While stressing that the administration of US President Barack Obama would seek improved ties with China, Clinton used a speech ahead of an Asia-Pacific summit to dissuade Beijing and others from thinking the US was ceding its traditional role in the Pacific.
“There are challenges facing the Asia-Pacific right now that demand America’s leadership, from ensuring freedom of navigation in the South China Sea to countering North Korea’s provocations and proliferation activities to promoting balanced and inclusive economic growth,” she said.
Clinton’s remarks, in a speech at the East-West Center, were part of a campaign by Obama to “pivot” US foreign policy to focus more intensely on Asia after a decade of war in Iraq and Afghanistan.
“It is becoming increasingly clear that, in the 21st century, the world’s strategic and economic center of gravity will be the Asia-Pacific, from the Indian subcontinent to [the] western shores of the Americas,” she said.
While saying China and the US needed to cooperate to stimulate global economic growth, Clinton’s criticisms of Beijing’s human rights policies were certain to anger China’s leaders.
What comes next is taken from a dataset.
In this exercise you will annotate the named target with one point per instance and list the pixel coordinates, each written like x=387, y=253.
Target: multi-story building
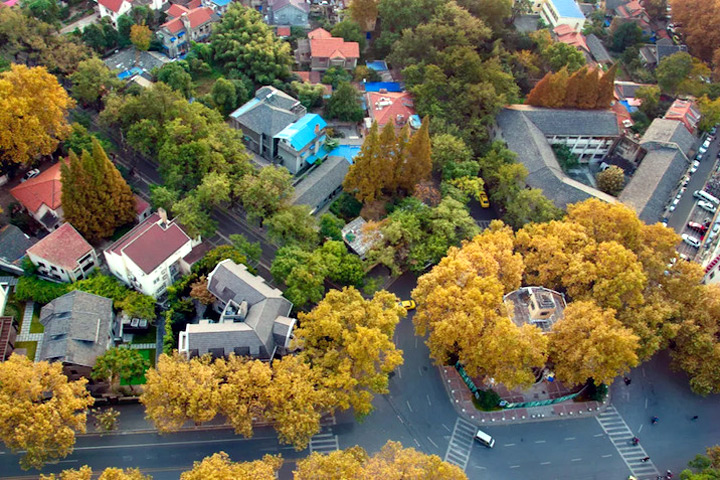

“We are alarmed by recent incidents in Tibet of young people lighting themselves on fire in desperate acts of protest, as well as the continued house arrest of the Chinese lawyer Chen Guangcheng (陳光誠),” Clinton said, referring to recent cases in China.
Clinton said Washington aimed to forge in the Asia-Pacific region in this century a network similar to the transatlantic network of institutions and relationships that the US and its allies in Europe built in the 20th century.
“Today, there is a need for a more dynamic and durable transpacific system — a more mature security and economic architecture that will promote security, prosperity, and universal values; resolve differences among nations; foster trust and accountability; and encourage effective cooperation on the scale that today’s challenges demand,” she said.
While bolstering security and political ties, the US would make economic issues “front and center” in relationships in the region, pushing to open markets for trade and investment, Clinton said.
“To accomplish these goals, we must create a rules-based order — one that is open, free, transparent, and fair,” she said.
Although she said the US was not trying to “constrain” China, she sent a message to regional allies that Washington would be a counterbalance to Beijing’s economic and military clout and would demand it play by trade rules.
“US firms want fair opportunities to export to China’s markets and a level playing field for competition,” she said in a speech shortly after Chinese President Hu Jintao (胡錦濤) arrived.
“Chinese firms want to be able to buy more high-tech products from the US, make more investments here, and be accorded the same terms of access that market economies enjoy,” she said.
A senior US Department of State official said that China recognized a US role in the region.
“We are a fact on the ground in the Asia-Pacific region and I think China recognizes that and seeks to work with us,” said the official, who spoke on condition of anonymity.